Harvard economist and ideas42 co-founder Sendhil Mullainathan set the tone for the day with a keynote presentation on the psychology of scarcity, which tells us that a lack of time or money (both of which are in short supply among many community college students) levies a heavy cognitive “tax”. This burden leads students to intensely focus, or “tunnel”, on the most urgent task at hand, while neglecting important but less urgent tasks. Scarcity emerges in many ways in community colleges, from finances and financial aid to turning in math assignments and balancing extracurricular activities. Understanding this is key to designing effective EdTech products that will positively impact this population.

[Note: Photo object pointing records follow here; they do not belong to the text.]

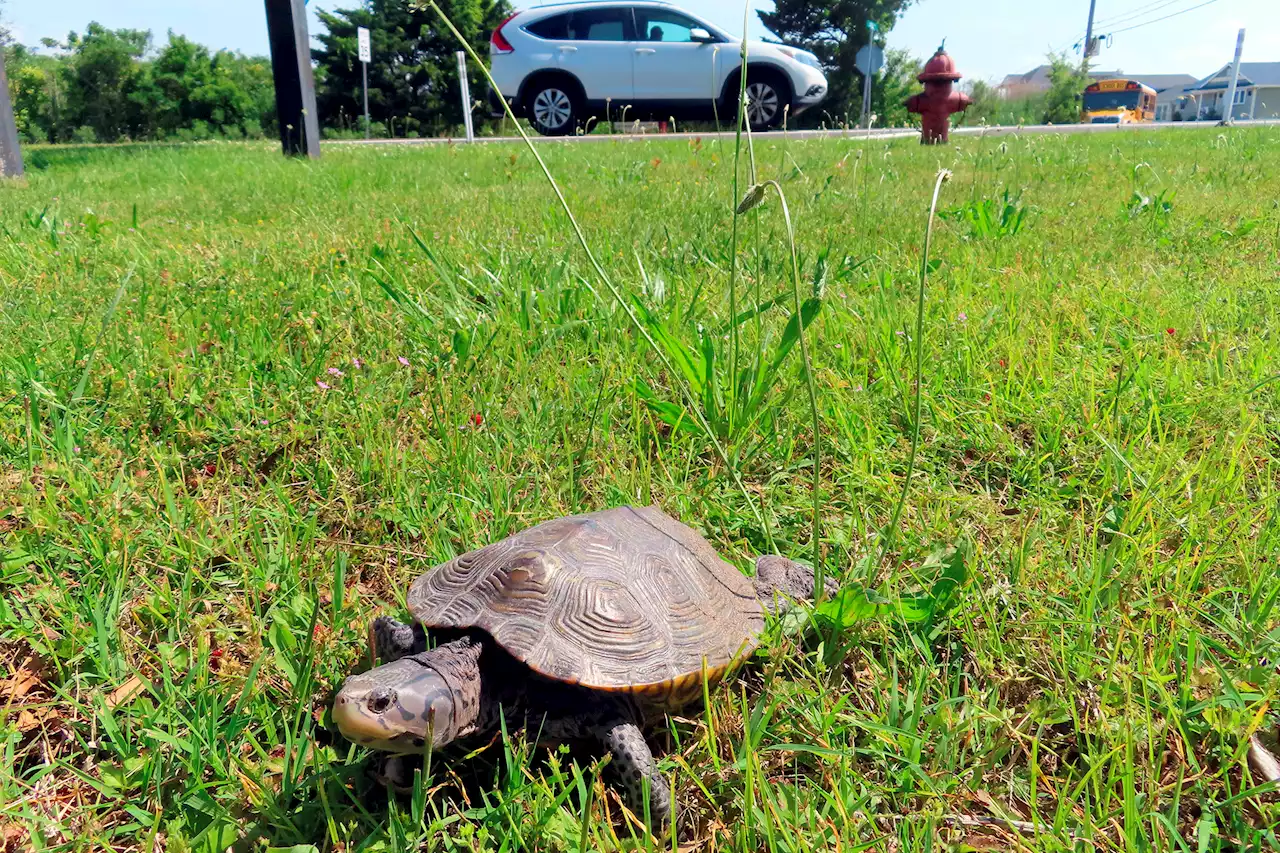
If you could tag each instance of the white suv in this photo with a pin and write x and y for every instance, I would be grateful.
(563, 64)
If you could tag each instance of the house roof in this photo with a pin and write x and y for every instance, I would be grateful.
(1251, 74)
(1160, 82)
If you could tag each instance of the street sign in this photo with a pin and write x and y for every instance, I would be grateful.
(366, 54)
(466, 95)
(869, 59)
(362, 42)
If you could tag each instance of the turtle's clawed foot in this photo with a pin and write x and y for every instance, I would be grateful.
(397, 772)
(777, 575)
(391, 639)
(635, 771)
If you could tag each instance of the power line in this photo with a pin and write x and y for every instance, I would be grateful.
(1173, 14)
(1133, 13)
(1124, 17)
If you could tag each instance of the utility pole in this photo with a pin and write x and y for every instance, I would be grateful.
(1088, 36)
(10, 155)
(1229, 108)
(295, 83)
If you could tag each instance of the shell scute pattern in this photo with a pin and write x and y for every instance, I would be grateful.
(621, 600)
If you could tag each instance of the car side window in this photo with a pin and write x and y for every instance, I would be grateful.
(553, 28)
(662, 24)
(600, 24)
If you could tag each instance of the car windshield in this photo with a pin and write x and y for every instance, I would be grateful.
(1116, 100)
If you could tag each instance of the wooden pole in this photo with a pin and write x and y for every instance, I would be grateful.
(10, 155)
(295, 83)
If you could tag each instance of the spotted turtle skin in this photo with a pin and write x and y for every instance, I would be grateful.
(621, 601)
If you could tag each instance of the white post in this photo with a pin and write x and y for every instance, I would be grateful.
(10, 155)
(466, 95)
(365, 55)
(1235, 74)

Additional members of our team offered crucial insights into the role self-control, prospective memory, and other key behavioral concepts that can play into students’ lives (and thus into Semi-Finalists’ products). Lively breakout session discussions ranged from efforts to pinpoint the design features that might make onboarding difficult for students, to generating ideas for harnessing the power of social norms to promote beneficial habits in students.
Armed with behavioral design ideas and $40,000 in development funding, the Semi-Finalists will now be hard at work until January 2015. At that point, they’ll have a chance to demonstrate the fruits of their labor at the College Success Prize Showcase Day. The Prize’s panel of expert judges will then select up to three Finalists to advance to the next round of the challenge.